The Contemporary Arts Museum Houston'S (CAMH) latest effort, The Dirty South: Contemporary Art, Material Culture, and the Sonic Impulse is a historic undertaking brought forth by Houston native, noted scholar and curator Valerie Cassel Oliver.
The Dirty South, on view through February 2022, explores a century of Black visual and sonic traditions. Rooted in three central themes—landscape, religion and the Black body—the exhibition features over 140 artworks by a multigenerational roster of self-taught and academically trained artists. The exhibition made its debut at the Virginia Museum of Fine Arts in May 2021, and its Houston premiere marks a special homecoming.

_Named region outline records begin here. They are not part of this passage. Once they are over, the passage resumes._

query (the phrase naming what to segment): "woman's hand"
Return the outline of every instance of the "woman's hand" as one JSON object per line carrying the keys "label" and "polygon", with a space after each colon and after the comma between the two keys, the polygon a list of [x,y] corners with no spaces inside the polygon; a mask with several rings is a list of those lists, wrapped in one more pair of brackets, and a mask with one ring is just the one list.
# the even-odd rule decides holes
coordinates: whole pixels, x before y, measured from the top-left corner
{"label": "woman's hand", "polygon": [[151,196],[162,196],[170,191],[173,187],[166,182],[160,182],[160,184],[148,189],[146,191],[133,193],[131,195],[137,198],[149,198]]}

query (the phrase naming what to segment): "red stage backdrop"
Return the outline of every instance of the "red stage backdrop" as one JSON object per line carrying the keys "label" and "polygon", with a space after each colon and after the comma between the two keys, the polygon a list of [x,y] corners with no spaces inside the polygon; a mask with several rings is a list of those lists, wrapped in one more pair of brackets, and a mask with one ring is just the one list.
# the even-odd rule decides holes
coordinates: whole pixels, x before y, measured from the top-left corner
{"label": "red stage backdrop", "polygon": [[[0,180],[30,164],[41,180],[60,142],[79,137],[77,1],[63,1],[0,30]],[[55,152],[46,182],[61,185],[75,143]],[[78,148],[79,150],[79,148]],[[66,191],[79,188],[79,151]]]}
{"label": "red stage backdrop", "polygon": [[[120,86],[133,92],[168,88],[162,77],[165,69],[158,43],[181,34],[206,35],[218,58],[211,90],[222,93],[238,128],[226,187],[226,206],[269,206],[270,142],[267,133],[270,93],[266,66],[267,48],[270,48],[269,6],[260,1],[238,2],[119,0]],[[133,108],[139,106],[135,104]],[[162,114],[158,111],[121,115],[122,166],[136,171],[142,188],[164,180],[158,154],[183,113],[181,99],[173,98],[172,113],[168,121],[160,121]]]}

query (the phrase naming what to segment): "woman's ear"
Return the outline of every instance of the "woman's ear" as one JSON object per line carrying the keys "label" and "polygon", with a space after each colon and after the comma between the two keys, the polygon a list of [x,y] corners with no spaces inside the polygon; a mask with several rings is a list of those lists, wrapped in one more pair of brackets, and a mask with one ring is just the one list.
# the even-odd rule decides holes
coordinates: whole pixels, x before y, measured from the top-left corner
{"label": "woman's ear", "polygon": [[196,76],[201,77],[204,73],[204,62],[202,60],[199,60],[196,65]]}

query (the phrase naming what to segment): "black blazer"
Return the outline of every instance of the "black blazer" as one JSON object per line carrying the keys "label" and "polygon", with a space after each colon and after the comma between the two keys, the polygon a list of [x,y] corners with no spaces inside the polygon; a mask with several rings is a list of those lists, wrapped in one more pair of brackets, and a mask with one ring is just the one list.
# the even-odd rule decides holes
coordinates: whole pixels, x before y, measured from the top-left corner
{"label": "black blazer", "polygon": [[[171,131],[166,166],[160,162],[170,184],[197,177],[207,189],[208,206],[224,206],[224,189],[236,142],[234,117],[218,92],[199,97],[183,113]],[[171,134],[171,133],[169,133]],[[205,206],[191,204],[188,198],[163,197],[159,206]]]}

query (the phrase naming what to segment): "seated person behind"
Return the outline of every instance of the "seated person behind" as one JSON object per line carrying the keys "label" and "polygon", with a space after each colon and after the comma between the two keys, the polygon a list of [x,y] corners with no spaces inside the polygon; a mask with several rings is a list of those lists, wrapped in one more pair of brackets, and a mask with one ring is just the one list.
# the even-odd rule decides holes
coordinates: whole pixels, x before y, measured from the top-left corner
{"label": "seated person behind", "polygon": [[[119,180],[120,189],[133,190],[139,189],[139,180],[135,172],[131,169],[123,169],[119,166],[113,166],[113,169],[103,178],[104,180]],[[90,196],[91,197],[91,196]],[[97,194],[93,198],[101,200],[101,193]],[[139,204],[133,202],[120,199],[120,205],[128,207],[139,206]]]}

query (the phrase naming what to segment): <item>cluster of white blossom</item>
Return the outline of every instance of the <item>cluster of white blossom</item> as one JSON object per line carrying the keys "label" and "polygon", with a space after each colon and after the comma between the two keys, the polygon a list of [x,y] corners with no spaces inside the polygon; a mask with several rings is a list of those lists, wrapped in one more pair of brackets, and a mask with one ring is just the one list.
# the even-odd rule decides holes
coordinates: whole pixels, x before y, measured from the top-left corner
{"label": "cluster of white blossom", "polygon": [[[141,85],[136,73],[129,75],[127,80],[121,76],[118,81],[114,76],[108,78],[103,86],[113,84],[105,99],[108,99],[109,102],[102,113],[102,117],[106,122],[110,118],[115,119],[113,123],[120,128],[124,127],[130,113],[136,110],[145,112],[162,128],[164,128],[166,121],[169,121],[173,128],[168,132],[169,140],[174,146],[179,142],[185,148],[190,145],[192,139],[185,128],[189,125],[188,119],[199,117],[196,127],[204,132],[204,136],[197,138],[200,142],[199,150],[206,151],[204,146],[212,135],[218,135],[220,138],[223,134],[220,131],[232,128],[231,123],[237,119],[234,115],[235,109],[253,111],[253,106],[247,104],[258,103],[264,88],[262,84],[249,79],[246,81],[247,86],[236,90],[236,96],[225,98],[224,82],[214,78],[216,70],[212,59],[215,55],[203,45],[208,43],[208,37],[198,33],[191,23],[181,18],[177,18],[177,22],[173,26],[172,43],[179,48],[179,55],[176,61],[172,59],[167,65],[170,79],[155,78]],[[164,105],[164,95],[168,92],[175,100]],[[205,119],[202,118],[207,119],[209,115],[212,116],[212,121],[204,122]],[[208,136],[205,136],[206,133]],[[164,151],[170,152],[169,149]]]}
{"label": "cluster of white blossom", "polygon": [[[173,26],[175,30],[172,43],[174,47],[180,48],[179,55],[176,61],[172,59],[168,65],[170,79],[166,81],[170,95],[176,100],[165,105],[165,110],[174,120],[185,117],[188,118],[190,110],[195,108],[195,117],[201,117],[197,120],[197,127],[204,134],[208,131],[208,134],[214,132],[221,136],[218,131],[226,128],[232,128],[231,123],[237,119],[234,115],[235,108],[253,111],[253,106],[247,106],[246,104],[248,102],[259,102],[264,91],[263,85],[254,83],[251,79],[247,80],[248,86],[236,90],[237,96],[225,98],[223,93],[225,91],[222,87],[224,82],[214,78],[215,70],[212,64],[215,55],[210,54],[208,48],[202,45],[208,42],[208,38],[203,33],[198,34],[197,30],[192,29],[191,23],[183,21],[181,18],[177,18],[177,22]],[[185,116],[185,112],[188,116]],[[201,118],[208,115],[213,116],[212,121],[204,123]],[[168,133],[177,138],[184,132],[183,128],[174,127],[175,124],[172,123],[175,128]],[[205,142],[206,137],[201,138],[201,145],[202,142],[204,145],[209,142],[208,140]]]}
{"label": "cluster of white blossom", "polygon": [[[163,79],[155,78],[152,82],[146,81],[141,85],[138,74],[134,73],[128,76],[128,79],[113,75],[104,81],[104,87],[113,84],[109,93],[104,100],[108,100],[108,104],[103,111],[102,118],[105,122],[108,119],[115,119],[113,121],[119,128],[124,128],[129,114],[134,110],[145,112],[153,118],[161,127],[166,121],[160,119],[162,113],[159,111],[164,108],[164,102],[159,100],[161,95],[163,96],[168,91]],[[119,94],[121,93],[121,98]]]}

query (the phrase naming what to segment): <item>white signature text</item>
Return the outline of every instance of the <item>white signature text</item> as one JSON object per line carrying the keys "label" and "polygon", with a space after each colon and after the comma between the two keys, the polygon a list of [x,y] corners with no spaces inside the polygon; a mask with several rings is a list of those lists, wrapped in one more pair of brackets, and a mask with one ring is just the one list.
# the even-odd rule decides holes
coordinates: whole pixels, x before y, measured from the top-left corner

Here's an excerpt from Houstonia's Winter 2021 issue on stands November 30.:
For nearly two decades, Cassel Oliver has dedicated her career to championing the work of Black artists, especially those from the U.S. South. Before embarking on her role as the Sydney and Frances Lewis Family Curator of Modern and Contemporary Art at the VMFA, she spent nearly 17 years as the senior curator at CAMH, where she organized an array of groundbreaking exhibitions.
Towards the end of her tenure, Cassel Oliver proposed a project that would investigate how hip-hop provided contemporary artists of the 1980s with what she describes as, “a real sense of self.” The exhibition idea followed her to Richmond, where she has spent the past four years deepening her research and building the VMFA’s permanent collection.
“The power that Houston has presented to the world is so amazing. A lot of growth and cosmopolitanism was happening there and artists were bringing attention to that power and creativity. The music was giving visual artists a license to press forward,” Cassel Oliver says. Visual artists like Jason Moran, Kaneem Smith, Mel Chin, Melvin Edwards, John Biggers, Robert Hodge, and Jamal Cyrus represent the best of the city’s dexterity.
The Dirty South is a history sweeping tribute to the genius and ingenuity embedded within Black Southern culture, from Grillz to jazz and slabs. Undoubtedly her most ambitious project to date, the exhibition is a culmination of Cassel Oliver’s curatorial endeavors, as several of her previous shows have nourished its conception, including a number of first-rate presentations at CAMH.
“There’s no one American visual narrative,” Cassel Oliver concludes. “There are multiple and some of them converge into one another. In our desire to compress and get to one, we ignore all of these other narratives that are so crucial to understanding our true selves. That was the part I wanted to get to with The Dirty South. We have to understand that the South is the American story, everything happens here.”